Insane Cheesesteak Nachos
INSANE CHEESESTEAK NACHOS
¼ c. olive oil
2 large sweet onions, thinly sliced
Kosher salt/black pepper, to taste
2 T. minced garlic
1 (15-oz.) can pinto or black beans, drained and rinsed
1 chipotle pepper in adobo sauce, chopped, plus 2 T. sauce
Juice 1 lime
½ c. chopped fresh cilantro or parsley
½ c. water
1 ½ c. half and half
1 lb. Velveeta cheese, cubed
1 c. shredded sharp cheddar cheese
1 lb. shaved steak
1 (13-oz.) bag tortilla chips
½ c. sliced pepperoncini, drained
Pinch of cayenne pepper
- Heat 2 T. olive oil in large skillet over medium heat.
- Add onions, season with salt and pepper and cook, stir occasionally, until tender and golden, 15 minutes. Transfer to bowl and keep warm. Reserve the skillet for later.
- In saucepan, heat 1 T. olive oil. Add garlic and cook 30 seconds.
- Add beans, chipotle and adobo sauce. Stir to combine.
- Add lime juice, cilantro and ½ c. water and simmer until thickened. Keep warm over low heat.
- In another saucepan, heat half and half until just simmering.
- Whisk in Velveeta cheese a few cubes at a time until melted.
- Whisk in cheddar until sauce is smooth. Whisk in cayenne pepper, to taste. Keep warm over low heat.
- In the skillet heat 1 T. olive oil over high heat.
- Peel the steak pieces apart and add to skillet a few pieces at a time. Let them curl up before adding more.

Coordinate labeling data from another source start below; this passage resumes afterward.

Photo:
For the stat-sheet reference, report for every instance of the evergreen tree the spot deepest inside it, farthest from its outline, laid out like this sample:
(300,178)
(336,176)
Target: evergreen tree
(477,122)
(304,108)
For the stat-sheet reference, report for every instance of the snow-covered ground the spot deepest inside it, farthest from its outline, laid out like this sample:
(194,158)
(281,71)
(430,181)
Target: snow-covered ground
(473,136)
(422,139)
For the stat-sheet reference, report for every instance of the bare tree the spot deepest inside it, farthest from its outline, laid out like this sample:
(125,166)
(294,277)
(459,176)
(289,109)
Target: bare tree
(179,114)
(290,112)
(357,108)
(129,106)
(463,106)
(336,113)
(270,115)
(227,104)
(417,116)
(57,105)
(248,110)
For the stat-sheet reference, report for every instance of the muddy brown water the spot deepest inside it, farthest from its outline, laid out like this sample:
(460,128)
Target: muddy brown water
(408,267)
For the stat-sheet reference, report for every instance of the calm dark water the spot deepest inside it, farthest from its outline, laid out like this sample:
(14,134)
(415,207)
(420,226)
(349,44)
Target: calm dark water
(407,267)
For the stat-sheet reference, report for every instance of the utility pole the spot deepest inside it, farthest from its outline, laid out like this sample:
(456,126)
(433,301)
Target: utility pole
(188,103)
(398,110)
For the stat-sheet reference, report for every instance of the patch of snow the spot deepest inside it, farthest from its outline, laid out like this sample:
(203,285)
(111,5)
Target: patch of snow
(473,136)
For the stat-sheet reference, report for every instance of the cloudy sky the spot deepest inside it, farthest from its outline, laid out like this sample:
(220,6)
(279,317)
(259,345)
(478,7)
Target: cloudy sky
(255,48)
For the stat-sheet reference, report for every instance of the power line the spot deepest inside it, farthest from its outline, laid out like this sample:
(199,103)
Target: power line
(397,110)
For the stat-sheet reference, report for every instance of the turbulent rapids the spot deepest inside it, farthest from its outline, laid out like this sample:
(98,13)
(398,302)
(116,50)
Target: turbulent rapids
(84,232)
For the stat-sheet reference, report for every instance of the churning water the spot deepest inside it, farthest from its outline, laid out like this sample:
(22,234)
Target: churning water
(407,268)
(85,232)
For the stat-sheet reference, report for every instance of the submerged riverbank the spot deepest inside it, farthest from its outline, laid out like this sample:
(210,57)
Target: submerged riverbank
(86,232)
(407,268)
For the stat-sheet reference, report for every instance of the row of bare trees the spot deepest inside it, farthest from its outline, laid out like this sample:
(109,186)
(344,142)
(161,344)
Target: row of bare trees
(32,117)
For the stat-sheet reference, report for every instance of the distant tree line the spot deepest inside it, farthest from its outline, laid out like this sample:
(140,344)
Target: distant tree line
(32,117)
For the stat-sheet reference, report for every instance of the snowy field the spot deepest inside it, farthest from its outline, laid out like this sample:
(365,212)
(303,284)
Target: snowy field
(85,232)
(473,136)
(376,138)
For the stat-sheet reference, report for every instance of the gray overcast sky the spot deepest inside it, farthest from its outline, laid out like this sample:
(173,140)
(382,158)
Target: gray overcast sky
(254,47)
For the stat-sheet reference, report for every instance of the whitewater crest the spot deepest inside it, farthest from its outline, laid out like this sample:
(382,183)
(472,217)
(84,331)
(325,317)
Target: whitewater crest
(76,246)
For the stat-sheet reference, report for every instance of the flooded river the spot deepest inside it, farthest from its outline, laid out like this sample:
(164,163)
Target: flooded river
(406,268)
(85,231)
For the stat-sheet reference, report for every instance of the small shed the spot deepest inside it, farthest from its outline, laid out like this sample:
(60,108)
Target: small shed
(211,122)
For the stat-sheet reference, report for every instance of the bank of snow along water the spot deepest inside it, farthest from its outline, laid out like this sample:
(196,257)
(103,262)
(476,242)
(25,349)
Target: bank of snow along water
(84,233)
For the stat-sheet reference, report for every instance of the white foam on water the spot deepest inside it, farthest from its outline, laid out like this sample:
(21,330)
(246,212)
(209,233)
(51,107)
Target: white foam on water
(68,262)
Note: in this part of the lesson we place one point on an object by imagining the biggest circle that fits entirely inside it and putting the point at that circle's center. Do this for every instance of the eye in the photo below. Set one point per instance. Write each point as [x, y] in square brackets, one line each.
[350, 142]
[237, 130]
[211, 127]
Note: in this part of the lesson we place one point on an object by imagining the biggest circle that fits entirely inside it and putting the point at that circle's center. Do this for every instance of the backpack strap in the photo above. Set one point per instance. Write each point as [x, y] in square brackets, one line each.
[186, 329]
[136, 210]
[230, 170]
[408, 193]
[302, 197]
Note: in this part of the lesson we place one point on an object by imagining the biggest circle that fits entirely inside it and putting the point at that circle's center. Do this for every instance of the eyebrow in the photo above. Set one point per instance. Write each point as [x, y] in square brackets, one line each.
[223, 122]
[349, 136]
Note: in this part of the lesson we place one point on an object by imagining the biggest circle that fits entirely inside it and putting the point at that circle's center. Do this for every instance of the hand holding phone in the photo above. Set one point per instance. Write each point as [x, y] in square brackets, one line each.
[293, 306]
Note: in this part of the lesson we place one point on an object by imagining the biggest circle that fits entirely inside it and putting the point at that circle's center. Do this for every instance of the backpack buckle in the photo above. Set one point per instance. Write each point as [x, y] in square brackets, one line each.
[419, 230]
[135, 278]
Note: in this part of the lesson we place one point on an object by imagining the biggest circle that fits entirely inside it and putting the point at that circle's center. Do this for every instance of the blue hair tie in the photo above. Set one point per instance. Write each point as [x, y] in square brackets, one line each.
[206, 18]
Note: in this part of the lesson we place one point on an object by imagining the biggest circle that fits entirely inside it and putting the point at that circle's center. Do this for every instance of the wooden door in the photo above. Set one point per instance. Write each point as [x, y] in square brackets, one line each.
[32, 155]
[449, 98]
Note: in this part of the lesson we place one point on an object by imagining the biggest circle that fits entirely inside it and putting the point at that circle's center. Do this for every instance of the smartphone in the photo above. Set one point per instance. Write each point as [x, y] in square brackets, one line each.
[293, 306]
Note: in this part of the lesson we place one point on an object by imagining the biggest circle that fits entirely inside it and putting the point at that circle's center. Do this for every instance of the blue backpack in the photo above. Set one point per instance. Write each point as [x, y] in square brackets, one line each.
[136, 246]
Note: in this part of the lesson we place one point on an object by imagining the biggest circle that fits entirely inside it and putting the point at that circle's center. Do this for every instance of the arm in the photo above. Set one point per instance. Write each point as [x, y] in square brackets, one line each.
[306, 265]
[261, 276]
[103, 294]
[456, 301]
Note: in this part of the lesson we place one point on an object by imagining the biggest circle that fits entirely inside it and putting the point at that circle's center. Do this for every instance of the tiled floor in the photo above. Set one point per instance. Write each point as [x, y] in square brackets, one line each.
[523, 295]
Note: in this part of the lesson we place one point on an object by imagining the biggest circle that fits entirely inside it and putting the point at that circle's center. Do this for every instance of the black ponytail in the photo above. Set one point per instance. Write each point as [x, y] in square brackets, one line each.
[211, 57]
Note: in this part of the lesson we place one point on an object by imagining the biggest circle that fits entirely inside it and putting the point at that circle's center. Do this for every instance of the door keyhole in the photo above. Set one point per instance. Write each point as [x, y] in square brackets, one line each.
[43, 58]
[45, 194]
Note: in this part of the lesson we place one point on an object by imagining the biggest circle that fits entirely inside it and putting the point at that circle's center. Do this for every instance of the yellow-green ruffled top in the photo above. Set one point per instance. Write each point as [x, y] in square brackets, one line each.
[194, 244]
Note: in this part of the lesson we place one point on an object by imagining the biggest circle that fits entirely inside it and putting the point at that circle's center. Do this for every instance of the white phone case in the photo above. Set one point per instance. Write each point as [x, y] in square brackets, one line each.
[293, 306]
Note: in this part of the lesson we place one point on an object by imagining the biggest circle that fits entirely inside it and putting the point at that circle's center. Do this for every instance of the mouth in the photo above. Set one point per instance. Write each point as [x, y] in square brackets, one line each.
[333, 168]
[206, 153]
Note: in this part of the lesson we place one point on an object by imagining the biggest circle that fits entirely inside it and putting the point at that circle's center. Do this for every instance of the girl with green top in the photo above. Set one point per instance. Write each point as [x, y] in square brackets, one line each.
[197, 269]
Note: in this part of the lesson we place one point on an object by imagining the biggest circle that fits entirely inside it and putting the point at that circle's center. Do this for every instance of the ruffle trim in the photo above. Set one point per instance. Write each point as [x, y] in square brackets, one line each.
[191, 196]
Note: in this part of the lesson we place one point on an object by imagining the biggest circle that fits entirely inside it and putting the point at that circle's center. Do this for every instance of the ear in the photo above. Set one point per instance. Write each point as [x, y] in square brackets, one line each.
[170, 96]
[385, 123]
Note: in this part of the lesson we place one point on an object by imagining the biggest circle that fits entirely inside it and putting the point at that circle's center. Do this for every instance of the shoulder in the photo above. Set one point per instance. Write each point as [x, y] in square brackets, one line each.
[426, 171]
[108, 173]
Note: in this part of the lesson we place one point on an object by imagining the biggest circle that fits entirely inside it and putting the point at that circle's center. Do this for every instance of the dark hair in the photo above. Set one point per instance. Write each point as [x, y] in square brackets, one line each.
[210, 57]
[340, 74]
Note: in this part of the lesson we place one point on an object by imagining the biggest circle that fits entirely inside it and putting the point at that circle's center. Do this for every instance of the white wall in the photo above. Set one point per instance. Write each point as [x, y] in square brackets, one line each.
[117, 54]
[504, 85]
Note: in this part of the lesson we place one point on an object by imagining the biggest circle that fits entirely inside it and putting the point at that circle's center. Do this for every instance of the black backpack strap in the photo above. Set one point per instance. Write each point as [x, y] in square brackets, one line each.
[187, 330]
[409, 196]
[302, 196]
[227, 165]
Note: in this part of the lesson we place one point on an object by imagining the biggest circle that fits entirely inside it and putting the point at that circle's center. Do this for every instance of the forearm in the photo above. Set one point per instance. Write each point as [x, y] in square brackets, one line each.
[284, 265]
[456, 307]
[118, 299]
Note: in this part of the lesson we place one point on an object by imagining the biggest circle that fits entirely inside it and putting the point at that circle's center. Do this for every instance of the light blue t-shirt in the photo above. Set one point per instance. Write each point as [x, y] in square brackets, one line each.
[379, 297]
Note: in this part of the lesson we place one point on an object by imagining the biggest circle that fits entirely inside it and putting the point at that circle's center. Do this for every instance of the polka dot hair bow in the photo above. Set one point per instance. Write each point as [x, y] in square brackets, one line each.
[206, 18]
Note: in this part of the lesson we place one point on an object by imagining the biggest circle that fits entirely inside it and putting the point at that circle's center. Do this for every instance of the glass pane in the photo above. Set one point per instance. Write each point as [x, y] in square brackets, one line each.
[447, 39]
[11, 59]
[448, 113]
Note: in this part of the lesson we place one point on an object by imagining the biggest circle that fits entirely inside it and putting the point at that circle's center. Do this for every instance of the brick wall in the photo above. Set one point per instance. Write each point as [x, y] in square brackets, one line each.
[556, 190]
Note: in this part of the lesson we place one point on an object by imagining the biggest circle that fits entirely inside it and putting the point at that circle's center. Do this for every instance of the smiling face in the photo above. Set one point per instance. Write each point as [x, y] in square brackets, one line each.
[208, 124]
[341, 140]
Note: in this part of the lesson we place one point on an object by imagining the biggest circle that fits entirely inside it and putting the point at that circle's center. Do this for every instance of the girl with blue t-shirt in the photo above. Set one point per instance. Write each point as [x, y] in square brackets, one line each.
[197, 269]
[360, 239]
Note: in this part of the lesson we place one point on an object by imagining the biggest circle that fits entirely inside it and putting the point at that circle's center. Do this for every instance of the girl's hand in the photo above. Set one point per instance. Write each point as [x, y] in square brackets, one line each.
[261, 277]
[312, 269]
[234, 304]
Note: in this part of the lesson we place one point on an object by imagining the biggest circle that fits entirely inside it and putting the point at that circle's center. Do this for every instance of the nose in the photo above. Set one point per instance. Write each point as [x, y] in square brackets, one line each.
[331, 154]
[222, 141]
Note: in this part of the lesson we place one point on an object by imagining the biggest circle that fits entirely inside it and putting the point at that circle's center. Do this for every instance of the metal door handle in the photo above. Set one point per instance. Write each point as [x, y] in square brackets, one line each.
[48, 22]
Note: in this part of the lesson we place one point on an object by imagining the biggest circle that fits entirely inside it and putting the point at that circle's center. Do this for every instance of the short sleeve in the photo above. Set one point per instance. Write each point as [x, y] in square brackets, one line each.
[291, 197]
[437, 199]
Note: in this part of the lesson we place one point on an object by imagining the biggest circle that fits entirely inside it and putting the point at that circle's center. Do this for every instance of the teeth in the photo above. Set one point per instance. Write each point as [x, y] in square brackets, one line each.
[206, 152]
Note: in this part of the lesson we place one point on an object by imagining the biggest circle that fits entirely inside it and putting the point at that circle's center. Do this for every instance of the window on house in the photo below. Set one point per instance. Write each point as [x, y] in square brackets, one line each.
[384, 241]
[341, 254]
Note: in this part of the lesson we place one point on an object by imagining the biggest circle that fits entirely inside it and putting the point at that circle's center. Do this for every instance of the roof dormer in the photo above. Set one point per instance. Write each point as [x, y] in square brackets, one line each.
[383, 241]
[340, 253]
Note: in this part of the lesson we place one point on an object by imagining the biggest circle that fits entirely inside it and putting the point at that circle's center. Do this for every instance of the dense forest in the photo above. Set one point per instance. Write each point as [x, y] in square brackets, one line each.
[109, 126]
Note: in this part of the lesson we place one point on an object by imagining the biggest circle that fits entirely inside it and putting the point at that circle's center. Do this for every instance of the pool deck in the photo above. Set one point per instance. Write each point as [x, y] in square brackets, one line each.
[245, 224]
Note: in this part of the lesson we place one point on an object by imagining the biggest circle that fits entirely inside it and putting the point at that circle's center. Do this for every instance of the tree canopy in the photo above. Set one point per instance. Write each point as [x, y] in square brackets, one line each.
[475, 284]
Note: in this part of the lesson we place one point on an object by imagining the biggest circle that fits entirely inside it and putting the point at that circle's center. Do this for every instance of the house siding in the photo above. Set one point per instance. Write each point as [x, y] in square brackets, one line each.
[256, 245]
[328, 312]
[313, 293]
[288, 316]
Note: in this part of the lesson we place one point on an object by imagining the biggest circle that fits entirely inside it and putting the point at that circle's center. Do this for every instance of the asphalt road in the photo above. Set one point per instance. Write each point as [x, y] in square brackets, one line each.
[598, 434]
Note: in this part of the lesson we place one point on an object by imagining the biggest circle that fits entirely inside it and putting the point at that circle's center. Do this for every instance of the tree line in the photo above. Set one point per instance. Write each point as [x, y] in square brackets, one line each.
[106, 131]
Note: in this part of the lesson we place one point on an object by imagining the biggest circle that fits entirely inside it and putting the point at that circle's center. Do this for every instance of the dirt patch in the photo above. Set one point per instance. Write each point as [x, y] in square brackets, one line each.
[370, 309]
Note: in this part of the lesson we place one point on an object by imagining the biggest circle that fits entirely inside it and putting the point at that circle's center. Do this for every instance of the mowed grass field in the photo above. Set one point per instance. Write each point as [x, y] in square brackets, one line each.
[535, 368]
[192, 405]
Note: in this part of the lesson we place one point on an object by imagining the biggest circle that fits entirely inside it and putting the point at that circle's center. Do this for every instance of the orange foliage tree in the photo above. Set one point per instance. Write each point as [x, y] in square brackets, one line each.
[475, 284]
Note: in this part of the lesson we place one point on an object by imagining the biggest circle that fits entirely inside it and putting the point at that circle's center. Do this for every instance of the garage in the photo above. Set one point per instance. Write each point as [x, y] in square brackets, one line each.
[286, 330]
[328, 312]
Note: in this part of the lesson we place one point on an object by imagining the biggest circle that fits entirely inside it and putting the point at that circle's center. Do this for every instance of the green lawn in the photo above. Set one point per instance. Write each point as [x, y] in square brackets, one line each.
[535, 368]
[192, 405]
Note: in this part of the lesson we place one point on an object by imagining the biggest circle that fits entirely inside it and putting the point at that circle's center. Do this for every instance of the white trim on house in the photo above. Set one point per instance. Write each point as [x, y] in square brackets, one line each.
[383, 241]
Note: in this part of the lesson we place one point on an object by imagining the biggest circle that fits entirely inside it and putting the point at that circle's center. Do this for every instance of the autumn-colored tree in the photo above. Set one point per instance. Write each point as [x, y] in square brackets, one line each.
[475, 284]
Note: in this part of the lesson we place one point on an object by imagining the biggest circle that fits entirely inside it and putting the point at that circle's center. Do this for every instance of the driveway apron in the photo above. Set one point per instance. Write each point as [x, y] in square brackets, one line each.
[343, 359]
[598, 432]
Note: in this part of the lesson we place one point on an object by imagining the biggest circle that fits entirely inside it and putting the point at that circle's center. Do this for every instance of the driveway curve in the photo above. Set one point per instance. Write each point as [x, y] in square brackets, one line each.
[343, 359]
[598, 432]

- Season with salt and pepper and cook until crispy around edges and no longer pink.
- Roughly chop steak in pan.
- To assemble, spread 1/3 of chips on platter and top with a 1/3 of the beans, steak, onions, pepperoncini and cheese sauce. Build two more layers, ending at very top with last of cheese sauce.